4.1 Research Protocol
In place of a project charter, a research protocol should be drafted. A useful resource for preparing one is the PanAm/WHO5 guide cited at the end of this paper. Elements of this protocol should include:
4.1.1 An abstract that contains the hypothesis and research objectives and methods
4.1.2 The statement of the problem– the scientific justification, the aims, objectives and basis of the need for research and its potential contribution to the body of knowledge.
4.1.3 Grounds that support seeking evidence for the central question would be contained under the heading theoretical framework.
4.1.4 Objectives articulating the intellectual activities that the PI will pursue in the course of research. These should be broken out into general and specific sub-categories.
4.1.5 Methodology detailing the design and execution of the study and how the objectives will be met.
4.1.6 The metrics that will be employed as well as means and models for data analysis.

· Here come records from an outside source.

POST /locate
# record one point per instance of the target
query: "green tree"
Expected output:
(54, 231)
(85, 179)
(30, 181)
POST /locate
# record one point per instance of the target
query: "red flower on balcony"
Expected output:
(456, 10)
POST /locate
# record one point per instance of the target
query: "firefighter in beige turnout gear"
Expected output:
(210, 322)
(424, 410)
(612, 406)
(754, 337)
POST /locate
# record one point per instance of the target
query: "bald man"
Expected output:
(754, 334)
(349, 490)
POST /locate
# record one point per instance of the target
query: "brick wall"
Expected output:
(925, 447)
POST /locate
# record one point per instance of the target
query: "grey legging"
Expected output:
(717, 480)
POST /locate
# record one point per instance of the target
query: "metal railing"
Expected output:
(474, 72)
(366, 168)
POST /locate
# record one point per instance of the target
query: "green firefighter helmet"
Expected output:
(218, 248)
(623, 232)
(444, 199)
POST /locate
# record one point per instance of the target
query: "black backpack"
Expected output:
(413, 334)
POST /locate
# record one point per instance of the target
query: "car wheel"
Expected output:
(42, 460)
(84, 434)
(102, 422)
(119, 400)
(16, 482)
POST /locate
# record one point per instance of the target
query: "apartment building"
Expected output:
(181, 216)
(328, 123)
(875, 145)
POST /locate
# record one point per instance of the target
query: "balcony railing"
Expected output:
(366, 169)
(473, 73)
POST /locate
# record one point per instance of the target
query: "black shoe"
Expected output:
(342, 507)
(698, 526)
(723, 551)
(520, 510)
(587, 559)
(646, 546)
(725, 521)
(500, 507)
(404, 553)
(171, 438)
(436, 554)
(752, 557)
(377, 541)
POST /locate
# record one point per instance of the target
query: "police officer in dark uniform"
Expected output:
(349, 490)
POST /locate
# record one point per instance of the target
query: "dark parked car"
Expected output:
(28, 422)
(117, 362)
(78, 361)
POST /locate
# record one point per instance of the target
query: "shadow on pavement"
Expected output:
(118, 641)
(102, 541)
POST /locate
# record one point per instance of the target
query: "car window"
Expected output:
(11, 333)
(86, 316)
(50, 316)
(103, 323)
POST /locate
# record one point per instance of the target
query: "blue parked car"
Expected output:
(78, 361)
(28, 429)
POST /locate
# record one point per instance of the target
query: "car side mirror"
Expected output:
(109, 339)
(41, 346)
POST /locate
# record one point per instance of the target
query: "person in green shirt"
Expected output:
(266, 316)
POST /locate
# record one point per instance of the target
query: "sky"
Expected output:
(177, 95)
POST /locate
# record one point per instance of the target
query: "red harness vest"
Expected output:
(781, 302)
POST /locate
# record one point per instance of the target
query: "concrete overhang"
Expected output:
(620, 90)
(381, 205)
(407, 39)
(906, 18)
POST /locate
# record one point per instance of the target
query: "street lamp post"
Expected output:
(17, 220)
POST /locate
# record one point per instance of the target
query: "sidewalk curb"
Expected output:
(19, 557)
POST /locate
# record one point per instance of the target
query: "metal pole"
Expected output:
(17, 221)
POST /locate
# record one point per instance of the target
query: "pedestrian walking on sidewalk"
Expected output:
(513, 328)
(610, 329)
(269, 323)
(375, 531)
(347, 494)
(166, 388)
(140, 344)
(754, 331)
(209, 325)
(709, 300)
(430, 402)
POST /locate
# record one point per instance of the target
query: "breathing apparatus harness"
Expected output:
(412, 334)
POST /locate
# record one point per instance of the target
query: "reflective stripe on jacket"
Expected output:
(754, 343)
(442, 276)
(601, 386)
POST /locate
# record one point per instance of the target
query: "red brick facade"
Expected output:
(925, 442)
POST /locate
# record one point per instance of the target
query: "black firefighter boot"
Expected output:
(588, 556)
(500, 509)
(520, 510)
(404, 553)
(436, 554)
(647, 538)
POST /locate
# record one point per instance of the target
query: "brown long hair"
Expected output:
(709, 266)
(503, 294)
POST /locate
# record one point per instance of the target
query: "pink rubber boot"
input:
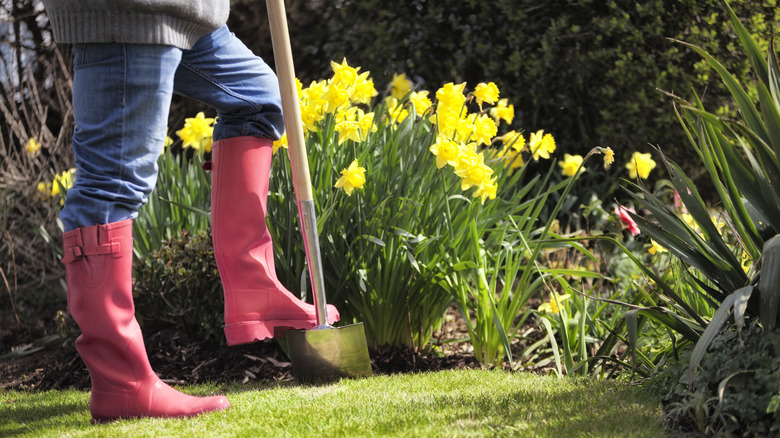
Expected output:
(98, 264)
(256, 304)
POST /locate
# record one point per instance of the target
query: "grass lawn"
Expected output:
(449, 403)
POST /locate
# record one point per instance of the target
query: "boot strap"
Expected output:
(78, 252)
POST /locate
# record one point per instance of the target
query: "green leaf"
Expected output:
(718, 319)
(769, 283)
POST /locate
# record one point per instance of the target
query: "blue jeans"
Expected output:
(121, 98)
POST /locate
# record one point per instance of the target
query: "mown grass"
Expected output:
(452, 403)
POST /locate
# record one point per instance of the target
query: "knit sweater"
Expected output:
(171, 22)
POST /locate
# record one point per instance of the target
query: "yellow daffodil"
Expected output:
(336, 97)
(400, 86)
(420, 101)
(348, 130)
(746, 262)
(353, 177)
(484, 129)
(486, 93)
(447, 121)
(553, 305)
(570, 164)
(397, 112)
(514, 143)
(640, 165)
(503, 111)
(281, 143)
(473, 171)
(655, 248)
(451, 96)
(344, 76)
(446, 151)
(541, 145)
(364, 89)
(609, 156)
(197, 132)
(486, 190)
(33, 147)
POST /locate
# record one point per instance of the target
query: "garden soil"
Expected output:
(180, 359)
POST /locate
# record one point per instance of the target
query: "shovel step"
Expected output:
(330, 353)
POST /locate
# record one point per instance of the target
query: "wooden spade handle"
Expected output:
(285, 71)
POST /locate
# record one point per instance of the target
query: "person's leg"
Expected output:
(220, 71)
(121, 98)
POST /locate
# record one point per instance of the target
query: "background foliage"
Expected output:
(587, 70)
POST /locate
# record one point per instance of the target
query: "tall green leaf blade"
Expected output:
(769, 284)
(748, 109)
(751, 49)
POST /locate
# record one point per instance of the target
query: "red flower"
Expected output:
(627, 220)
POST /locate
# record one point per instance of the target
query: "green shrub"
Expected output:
(735, 392)
(179, 284)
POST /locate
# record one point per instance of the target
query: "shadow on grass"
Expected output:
(28, 417)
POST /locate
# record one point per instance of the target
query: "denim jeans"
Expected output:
(121, 98)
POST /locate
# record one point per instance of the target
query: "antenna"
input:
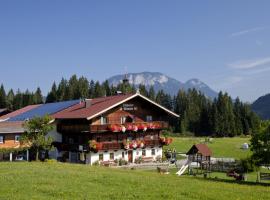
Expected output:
(125, 81)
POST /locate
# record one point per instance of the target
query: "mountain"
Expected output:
(262, 106)
(161, 81)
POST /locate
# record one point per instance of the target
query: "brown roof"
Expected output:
(201, 149)
(99, 106)
(18, 112)
(11, 127)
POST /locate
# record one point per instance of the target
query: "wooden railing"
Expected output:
(158, 125)
(152, 143)
(74, 128)
(109, 146)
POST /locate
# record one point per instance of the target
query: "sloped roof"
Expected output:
(200, 148)
(11, 127)
(101, 105)
(3, 110)
(18, 112)
(43, 109)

4.1.7 Anticipated resources that will be required to see the research to some logical conclusion.
In the corporate environment, project funding comes from reasonably predictable sources. Some portion of the budget is set aside for the purpose or, if the request comes from a client, that party may be asked to demonstrate its commitment to the outcome by funding the effort at least in part. In research, the funding may likewise come from internal or external sources. However, it will typically come with stipulations.

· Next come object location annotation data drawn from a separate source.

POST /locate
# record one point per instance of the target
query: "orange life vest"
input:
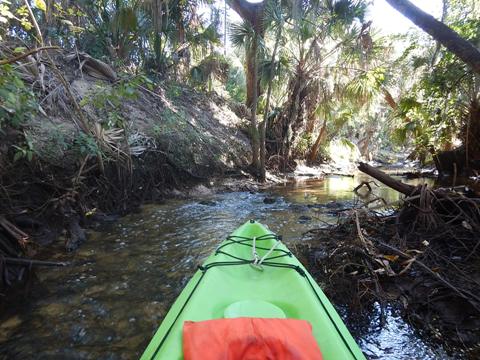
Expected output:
(249, 339)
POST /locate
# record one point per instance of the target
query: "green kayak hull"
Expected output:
(229, 285)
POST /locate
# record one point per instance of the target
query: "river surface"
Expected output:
(122, 281)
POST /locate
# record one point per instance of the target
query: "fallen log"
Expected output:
(30, 262)
(386, 179)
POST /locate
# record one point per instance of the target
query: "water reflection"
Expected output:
(108, 304)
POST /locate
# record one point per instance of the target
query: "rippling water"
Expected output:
(122, 281)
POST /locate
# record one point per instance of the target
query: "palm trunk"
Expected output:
(253, 108)
(157, 10)
(263, 127)
(465, 50)
(312, 156)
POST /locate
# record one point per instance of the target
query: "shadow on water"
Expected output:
(123, 280)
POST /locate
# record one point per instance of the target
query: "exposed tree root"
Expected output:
(426, 256)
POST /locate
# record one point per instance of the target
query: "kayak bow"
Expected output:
(253, 274)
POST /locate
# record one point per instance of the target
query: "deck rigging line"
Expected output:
(241, 240)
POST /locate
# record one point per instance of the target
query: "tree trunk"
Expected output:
(312, 156)
(263, 127)
(465, 50)
(386, 179)
(253, 120)
(157, 12)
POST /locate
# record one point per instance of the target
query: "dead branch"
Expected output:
(28, 53)
(386, 179)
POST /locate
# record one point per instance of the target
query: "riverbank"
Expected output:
(420, 256)
(124, 278)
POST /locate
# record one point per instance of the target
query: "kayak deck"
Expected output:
(227, 285)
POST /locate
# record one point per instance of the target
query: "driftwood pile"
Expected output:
(425, 255)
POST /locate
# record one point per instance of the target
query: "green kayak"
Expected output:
(252, 274)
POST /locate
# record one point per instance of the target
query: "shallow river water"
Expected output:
(122, 281)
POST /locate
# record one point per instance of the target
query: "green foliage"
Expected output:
(212, 66)
(86, 144)
(108, 100)
(24, 151)
(17, 101)
(236, 84)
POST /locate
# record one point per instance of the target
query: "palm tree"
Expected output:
(274, 19)
(440, 32)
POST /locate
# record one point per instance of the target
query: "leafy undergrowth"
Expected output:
(425, 262)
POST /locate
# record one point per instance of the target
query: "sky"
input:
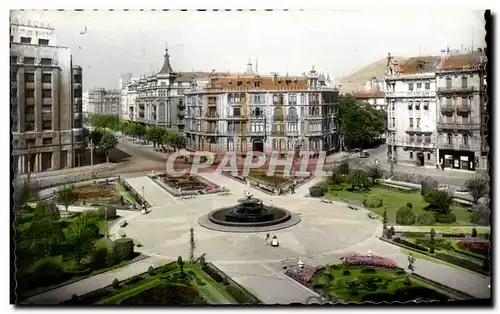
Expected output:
(337, 43)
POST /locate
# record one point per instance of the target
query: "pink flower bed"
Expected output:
(475, 246)
(369, 260)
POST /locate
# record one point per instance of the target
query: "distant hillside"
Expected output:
(357, 80)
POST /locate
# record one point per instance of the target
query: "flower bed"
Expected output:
(369, 260)
(475, 246)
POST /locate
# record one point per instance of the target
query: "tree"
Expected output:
(358, 178)
(192, 245)
(360, 124)
(155, 135)
(385, 221)
(432, 242)
(66, 196)
(108, 142)
(80, 237)
(374, 172)
(439, 200)
(478, 186)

Funding sources – whether the institution with which the investigator is affiliated, a granting agency or an “angel”– are akin to project sponsors, stakeholders or the shareholders of a corporation. In order to justify the funding, the PI must meet milestones, report progress at agreed to intervals and demonstrate value. Unique to the research environment is that, although the researcher may seek and obtain grants, the institution may act as the administrator of the funds. Funds may arrive in one lump or in multiple installments. It is critical to develop a realistic budget as part of the protocol process and adhere to it; there will be a duty to justify expenditures throughout the process.
Equipment, facilities and expertise are expensive and occasionally in short supply. The researcher may not have a full array of necessary elements at his or her disposal. The project manager needs to be resourceful and employ some out-of-the-box thinking: tens of thousands of dollars to purchase a used TEM microscope may not be available, but perhaps there is a university-affiliated center that would allow outside researchers to use its equipment. Similarly, options to make or barter for all manner of resources rather than purchase can be explored to expedite research, minimize costs and shorten or eliminate learning curves associated with them.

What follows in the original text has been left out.